E’ ripresa una vorticosa corsa agli armamenti: dal 1991 e poi, più velocemente, dal 2001, parallelamente all’espansione delle guerre nel pianeta è cresciuta la spesa pubblica militare, che – come indica l’ultimo rapporto del SIPRI – è ormai di di circa 1.700 miliardi di dollari all’anno, superando di gran lunga il picco di spesa militare dell’epoca detta della “corsa agli armamenti” che si aggirava intorno ai 1.200 miliardi di dollari annui. Il mercato delle armi è in assoluto il business “lecito” (e no) più produttivo. Basti pensare che l’export italiano di armi da guerra – tra i più fiorenti al mondo – nell’ultimo anno è addirittura triplicato, passando da 2.9 miliardi di euro del 2014 a 8.2 miliardi del 2015. I produttori e commercianti di armi non si sono mai arricchiti così tanto dalle ultime due guerre mondiali.
Abbattuto il Muro che divideva l’Europa tra Est ed Ovest, in meno di tre decenni ne sono stati tracciati e innalzati altre decine – reali e virtuali – dentro i confini europei, stavolta tra Nord e Sud: la parola d’ordine è arrestare l’infinito flusso di profughi che questa “terza guerra mondiale” sta producendo, come accade in tutte le guerre. Il campo della vergogna di Idomeni al confine tra la Grecia e la Macedonia, dove 12.000 fuggitivi sono bloccati nel fango, l’idea italiana delle piattaforme in mare per fermare chi si salva dalle onde del Mediterraneo prima che possa toccare terra, il progetto austriaco della cortina di filo spinato al Brennero sono solo alcuni esempi del piano inclinato nel quale stiamo velocemente ricadendo. L’avanza delle destre fasciste e naziste in tutta Europa ne sono solo l’epifenomeno, che raccoglie i frutti politici dei produttori di armi, dei produttori di guerre, dei produttori di paura.
Si stanno pienamente dispiegando, dunque, quelle “tendenza naziste” che – come aveva anticipato il filosofo Giuliano Pontara nel 2006 (L’antibarbarie. La concezione etico-politica di Gandhi e il XXI secolo) – fondano la “nuova barbarie”: il mondo come teatro della lotta per la supremazia, il diritto assoluto del più forte, lo svincolamento della politica da ogni limite morale, l’elitismo, il disprezzo per il debole, la glorificazione della violenza, il culto dell’obbedienza assoluta, il dogmatismo fanatico. Di fronte a questa nazificazione della realtà, oggi più che mai vale il monito di Carlo Cassola: o la sinistra che ancora si definisce antifascista – e cerca di ricomporsi – fa dell’impegno per la pace “il terreno decisivo dello scontro tra civiltà e barbarie o rimane di destra anche se si proclama di sinistra”.

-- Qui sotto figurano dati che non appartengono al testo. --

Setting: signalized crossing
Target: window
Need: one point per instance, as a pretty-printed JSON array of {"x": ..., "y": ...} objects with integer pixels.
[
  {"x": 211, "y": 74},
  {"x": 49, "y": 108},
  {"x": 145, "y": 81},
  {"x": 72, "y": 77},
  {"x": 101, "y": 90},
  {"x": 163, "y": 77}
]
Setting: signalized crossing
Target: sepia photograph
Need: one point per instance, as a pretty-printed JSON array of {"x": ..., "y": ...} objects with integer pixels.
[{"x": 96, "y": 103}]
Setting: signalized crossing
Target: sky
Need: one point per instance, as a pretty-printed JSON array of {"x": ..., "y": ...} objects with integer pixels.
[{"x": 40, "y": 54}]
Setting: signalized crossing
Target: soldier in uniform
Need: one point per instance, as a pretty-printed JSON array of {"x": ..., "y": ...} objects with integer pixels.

Non è più tempo di inconcludente retorica della pace o di inefficaci risposte reattive dell’ultimo momento: l’antibarbarie si costruisce agendo politiche attive di pace. Ponendo al centro dell’agenda politica i temi del disarmo, della costruzione delle alternative alla guerra – come impone la Costituzione e propone la campagna Un’altra difesa è possibile – della riconversione dell’industria bellica in industria civile. Sono tre questioni fondamentali, dalle quali deriva tutto il resto. Ossia quale futuro vogliamo costruire.